I’ve been struggling for a couple of days now to coerce JuMP to solve a particular problem. The goal is fairly simple and I’ll describe a simplified version of my real problem here, along with the code:

Given the latitudes, longitudes, and populations of 10 cities, I need to divide the cities into 3 groups in such a way that the geographical distance between all cities in a group is minimized, and I also need the total populations of each of the three groups to be as close as possible.
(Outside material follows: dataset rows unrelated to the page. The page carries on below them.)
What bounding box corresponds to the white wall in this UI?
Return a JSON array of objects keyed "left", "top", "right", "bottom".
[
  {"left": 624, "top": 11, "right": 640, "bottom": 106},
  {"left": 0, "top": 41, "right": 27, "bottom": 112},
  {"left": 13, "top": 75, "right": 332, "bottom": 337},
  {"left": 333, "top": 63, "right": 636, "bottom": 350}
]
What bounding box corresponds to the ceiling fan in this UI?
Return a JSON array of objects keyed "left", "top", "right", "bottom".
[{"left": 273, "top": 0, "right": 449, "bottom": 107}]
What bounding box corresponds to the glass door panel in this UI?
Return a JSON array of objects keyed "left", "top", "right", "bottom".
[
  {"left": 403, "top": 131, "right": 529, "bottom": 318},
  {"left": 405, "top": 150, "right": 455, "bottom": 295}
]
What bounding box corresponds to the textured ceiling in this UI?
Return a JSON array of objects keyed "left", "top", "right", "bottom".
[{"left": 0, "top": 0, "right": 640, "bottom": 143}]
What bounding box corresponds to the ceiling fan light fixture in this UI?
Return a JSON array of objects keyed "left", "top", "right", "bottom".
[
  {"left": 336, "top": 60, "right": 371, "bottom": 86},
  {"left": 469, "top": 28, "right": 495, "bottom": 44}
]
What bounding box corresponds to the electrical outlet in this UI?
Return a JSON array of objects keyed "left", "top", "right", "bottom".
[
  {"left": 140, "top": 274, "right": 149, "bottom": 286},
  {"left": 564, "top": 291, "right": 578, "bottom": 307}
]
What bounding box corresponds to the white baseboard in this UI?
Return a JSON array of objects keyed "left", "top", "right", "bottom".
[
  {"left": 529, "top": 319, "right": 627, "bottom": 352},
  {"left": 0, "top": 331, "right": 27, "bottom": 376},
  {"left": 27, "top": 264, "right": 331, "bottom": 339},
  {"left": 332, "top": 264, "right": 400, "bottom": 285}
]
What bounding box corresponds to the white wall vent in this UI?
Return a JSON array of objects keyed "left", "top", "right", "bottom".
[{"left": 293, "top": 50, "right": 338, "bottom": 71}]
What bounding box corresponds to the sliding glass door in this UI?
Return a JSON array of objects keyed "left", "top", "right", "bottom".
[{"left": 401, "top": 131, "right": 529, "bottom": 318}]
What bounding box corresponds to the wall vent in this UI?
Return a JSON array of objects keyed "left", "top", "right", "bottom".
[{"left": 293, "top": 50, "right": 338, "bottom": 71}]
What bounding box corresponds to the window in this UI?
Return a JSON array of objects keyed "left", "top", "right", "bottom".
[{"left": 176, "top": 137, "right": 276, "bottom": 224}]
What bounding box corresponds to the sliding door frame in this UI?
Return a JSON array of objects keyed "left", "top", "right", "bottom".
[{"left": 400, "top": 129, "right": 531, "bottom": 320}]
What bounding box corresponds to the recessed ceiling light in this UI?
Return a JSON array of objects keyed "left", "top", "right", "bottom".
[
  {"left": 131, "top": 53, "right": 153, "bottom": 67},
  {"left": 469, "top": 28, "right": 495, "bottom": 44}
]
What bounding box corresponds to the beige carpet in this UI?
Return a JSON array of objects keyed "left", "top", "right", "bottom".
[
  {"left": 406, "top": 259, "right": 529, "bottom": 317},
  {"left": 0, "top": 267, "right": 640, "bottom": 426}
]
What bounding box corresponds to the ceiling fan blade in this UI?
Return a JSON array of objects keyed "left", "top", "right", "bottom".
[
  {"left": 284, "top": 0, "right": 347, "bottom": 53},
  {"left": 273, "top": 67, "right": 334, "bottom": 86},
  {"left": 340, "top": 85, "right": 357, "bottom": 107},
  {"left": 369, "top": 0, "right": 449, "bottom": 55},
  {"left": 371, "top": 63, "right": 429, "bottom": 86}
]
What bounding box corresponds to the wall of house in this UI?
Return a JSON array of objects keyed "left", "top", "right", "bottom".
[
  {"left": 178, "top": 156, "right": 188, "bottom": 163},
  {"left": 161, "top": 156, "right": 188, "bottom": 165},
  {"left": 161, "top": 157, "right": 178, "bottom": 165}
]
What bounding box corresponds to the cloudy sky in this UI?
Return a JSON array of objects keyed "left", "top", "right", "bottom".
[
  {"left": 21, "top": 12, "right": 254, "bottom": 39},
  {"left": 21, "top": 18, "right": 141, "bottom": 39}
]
I’ve tried this with GLPK, Ipopt, and Juniper and I can’t get any of them to work so I’m hoping someone with more knowledge/experience than me can tell me which solver is actually capable of handling this problem.

```
using DataFrames
using Distances
using GLPK
using Ipopt
using JuMP
using Juniper
using LinearAlgebra
using Random
using Statistics
# DataFrame with 10 cities including their lat/lon and population
cities = DataFrame(
city=[
"Marysville",
"Perris",
"Cleveland",
"Worcester",
"Columbia",
"Waterbury",
"Eagan",
"Southfield",
"Lafayette",
"Boise"
],
lat=[
48.0517637,
33.7825194,
41.49932,
42.2625932,
34.0007104,
41.5581525,
44.8041322,
42.4733688,
30.2240897,
43.6187102
],
lon=[
-122.1770818,
-117.2286478,
-81.6943605,
-71.8022934,
-81.0348144,
-73.0514965,
-93.1668858,
-83.2218731,
-92.0198427,
-116.2146068
],
pop=[
63269,
72326,
390113,
182544,
133358,
109676,
65453,
73006,
124276,
214237
]
)
num_groups = 3
# Compute the pairwise distances between each city
dm = Distances.pairwise(Haversine(6372.8), Matrix(cities[:, [2,3]])', dims=2)
# Assign random group numbers to start
groups = rand(1:num_groups, size(cities,1))
# Filter the distance matrix by group, compute the norm, then take the sum of each group's norm
ϵ = sum([norm(dm[groups .== i, groups .== i]) for i in 1:num_groups])
# Take the norm of each group's population - total population / num_groups (target pop per group)
σ = norm([sum(cities.pop[groups .== i]) for i in 1:num_groups] .- sum(cities.pop) / num_groups)
```

My approach thus far has been to create decision variables for each of the 10 cities `@variable(model, x[1:10], Int)`

and restrict their value to the integers 1, 2, and 3. The objective function is to minimize `σ + ϵ`

. The only additional constraint I have is that I must indeed end up with 3 groups but I’m not attempting to restrict the minimum number of cities per group at this point in time.

Will one of the available open-source solvers be able to handle this problem? If not, is there a better way that I can reformulate it?

I’m thinking about creating 3 vectors of length 10 and each value in the vector would be binary and then maybe there’s some way to solve the problem like that?